馬車もあることから、準備は万端のようだ。
「すまない。昨日飲み過ぎたようだ」
平謝りしながらレーアの様子を伺う。
怒っているだろうか?
「はい」
するとレーアはポーションを差し出してきた。
今日は雨だろうか?
「えっと・・・・なして?」
受け取りながらも疑問を呈する。
「レーアもさっき起きたんですよ。それで酷い二日酔いでしたからポーションを飲んでました」
ティファニアの解説で理由が分かった。
俺はお礼を言うとポーションを一息に飲み干す。
これで完全に頭の靄が取り除かれた。
「それじゃぁ、約束通りわらわ達はここで待つ。約束を違えるでないぞ?」
サヤが凄んだ眼で俺を見るが、まったく怖くない。
俺は微笑ましく思いながら頷いた。
「もちろんだ。魔法移動車ってやつを楽しみにしておく」
「うむ」
今度はサヤが頷く。
「じゃぁ、行きましょう」
レーアが出発の号令を発する。
「ちょっと待ってくれ。

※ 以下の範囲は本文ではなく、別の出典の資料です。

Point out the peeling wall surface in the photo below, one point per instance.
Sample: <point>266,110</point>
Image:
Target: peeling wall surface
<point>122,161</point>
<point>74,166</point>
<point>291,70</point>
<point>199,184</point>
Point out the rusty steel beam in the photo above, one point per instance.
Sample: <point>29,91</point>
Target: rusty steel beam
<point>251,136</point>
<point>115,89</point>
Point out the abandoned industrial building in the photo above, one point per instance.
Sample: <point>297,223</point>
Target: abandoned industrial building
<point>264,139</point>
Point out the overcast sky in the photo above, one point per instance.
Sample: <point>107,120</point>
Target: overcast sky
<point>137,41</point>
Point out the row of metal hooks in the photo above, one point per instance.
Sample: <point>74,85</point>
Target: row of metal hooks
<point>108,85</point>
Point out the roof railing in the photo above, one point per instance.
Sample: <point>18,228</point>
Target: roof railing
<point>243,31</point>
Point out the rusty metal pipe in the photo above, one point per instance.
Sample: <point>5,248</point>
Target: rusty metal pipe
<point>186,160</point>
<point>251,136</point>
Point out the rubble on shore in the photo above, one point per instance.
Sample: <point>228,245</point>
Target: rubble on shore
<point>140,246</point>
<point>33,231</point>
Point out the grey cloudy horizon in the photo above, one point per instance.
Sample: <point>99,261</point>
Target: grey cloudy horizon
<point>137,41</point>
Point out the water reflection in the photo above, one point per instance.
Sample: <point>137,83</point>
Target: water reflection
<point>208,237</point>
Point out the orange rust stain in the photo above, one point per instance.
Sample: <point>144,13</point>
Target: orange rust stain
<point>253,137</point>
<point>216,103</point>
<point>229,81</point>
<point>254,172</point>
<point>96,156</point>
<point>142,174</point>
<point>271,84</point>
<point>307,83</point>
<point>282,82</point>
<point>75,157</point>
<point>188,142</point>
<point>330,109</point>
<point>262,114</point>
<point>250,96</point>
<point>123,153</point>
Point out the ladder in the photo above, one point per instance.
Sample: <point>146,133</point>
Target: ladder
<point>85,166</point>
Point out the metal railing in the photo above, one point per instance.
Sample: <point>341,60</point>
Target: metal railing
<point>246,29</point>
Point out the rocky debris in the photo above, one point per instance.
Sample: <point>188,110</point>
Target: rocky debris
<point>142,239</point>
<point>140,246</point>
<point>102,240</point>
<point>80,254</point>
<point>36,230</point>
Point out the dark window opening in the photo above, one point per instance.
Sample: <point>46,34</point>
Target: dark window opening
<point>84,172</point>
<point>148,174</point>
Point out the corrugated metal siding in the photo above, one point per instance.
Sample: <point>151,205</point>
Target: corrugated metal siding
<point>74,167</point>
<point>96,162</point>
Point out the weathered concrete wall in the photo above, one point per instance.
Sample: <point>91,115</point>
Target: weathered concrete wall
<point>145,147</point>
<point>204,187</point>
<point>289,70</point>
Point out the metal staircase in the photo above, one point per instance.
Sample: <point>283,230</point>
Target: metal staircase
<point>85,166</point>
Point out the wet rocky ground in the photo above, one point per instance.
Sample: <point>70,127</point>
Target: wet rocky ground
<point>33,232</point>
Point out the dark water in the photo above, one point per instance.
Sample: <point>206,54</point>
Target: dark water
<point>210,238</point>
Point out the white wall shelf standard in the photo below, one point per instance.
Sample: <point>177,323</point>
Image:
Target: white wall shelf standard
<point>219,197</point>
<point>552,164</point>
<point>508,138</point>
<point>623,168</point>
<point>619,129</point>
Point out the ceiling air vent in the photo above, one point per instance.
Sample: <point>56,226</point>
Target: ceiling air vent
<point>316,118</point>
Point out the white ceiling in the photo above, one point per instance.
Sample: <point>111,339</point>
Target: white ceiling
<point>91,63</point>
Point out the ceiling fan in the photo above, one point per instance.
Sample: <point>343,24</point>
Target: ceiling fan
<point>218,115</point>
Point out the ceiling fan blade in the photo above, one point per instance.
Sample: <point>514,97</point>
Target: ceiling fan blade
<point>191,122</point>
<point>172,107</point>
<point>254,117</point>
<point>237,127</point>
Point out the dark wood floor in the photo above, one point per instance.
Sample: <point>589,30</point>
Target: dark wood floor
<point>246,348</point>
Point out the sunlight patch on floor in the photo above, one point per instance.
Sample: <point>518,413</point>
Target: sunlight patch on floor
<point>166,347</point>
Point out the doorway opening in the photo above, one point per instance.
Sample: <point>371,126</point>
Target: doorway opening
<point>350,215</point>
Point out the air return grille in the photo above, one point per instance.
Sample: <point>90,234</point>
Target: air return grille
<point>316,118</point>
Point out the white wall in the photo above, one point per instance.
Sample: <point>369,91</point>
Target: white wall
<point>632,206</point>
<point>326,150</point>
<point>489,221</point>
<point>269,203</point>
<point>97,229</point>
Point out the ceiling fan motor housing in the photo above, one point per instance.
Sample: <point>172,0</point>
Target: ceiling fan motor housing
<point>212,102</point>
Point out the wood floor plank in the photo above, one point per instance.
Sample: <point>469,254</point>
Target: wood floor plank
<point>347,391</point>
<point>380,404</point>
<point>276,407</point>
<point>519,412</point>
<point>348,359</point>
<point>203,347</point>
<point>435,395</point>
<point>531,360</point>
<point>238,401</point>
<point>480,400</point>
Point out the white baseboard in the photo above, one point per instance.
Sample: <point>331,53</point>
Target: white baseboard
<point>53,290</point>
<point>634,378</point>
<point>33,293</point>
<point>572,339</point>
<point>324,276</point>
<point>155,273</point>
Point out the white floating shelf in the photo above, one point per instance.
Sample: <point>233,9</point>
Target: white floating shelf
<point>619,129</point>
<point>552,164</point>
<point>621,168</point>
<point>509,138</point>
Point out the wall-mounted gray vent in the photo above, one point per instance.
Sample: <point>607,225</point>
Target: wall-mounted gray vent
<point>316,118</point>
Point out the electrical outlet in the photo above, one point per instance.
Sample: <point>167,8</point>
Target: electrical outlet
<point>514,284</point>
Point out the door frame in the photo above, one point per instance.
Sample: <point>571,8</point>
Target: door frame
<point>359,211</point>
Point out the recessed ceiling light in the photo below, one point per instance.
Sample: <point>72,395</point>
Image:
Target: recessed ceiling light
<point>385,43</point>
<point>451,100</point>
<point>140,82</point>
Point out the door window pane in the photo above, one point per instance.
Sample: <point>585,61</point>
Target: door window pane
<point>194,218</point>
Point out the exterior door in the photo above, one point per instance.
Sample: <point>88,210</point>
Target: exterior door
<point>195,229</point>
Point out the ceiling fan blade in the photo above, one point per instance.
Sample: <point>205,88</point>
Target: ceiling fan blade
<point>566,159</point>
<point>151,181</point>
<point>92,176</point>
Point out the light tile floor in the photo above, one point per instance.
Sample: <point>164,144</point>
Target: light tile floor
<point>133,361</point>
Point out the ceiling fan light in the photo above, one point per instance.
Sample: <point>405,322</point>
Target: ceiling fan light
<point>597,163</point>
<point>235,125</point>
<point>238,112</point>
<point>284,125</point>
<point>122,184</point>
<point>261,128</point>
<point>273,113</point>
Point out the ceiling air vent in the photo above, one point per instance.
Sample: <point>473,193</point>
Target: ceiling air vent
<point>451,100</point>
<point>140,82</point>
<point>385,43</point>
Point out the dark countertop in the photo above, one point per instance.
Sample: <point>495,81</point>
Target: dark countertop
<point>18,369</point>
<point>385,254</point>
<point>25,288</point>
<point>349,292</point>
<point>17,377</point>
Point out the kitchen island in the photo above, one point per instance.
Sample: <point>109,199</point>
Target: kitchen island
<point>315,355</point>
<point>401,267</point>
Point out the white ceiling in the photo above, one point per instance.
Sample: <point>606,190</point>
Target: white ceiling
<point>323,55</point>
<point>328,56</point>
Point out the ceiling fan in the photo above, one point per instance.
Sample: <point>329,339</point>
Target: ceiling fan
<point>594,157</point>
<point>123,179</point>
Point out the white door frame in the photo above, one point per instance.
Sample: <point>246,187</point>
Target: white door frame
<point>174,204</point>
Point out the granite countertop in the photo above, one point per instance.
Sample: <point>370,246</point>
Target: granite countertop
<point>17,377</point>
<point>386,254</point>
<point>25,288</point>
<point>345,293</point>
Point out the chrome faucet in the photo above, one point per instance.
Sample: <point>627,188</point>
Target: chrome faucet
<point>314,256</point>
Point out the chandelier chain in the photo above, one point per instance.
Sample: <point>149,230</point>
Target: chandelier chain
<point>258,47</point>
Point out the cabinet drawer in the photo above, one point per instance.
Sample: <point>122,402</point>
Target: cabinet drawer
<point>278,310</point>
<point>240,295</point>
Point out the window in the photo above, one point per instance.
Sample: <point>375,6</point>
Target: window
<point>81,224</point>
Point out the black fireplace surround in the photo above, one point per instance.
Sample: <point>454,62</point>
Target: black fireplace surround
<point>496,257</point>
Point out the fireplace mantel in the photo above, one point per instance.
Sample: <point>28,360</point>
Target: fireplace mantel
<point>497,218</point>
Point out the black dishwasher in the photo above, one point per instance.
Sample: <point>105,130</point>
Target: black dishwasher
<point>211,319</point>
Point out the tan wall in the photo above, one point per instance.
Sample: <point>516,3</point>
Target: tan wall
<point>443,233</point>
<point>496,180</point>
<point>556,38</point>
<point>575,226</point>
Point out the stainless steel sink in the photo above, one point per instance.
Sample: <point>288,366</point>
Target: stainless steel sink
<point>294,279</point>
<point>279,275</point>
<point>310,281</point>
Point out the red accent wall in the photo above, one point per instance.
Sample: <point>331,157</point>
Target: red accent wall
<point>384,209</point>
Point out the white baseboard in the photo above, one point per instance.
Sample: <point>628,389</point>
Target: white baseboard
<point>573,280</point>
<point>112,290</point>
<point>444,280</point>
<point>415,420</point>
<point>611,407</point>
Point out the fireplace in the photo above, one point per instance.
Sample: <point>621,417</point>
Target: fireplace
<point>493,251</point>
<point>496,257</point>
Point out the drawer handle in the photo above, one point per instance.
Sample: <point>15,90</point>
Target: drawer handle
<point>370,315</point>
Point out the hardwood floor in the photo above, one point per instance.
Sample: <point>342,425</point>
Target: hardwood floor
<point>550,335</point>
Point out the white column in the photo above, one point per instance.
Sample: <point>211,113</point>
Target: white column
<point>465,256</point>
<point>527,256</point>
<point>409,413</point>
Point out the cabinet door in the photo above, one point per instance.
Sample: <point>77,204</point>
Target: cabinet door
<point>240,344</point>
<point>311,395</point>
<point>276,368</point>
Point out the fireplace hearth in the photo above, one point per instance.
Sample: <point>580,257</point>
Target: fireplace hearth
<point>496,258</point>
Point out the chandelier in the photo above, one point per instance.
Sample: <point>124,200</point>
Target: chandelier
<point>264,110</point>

これからリーフ族に会いに行くんだから、やっぱり手土産の一つでもあった方がいいんじゃないか?」
「セリア様、何かございますか?」
「ちょっと待ってろ」
そう言って俺は再度旅館へ戻る。
しばらくして、俺は手ぶらで戻ってきた。
「何をしてきたのよ?」
「これだよ。こ、れ!」
いぶかしむ皆へ向けて、マジックポーチから一本だけ瓶を取り出す。
「なるほど。これですか」
「どうだ? いいアイディアだろ??」
俺がニヤリと笑うと、つられて三人が笑う。
これで本当に準備万端である。
俺達はサヤ達に別れを告げ、八雲の街を後にした。
これから向かうリーフ族へ暴言を吐いた手前、会うのは気が引ける。
けれどこの悪魔の飲み物があれば許されるのではないかと、何故か根拠の無い自信だけが芽生えていた。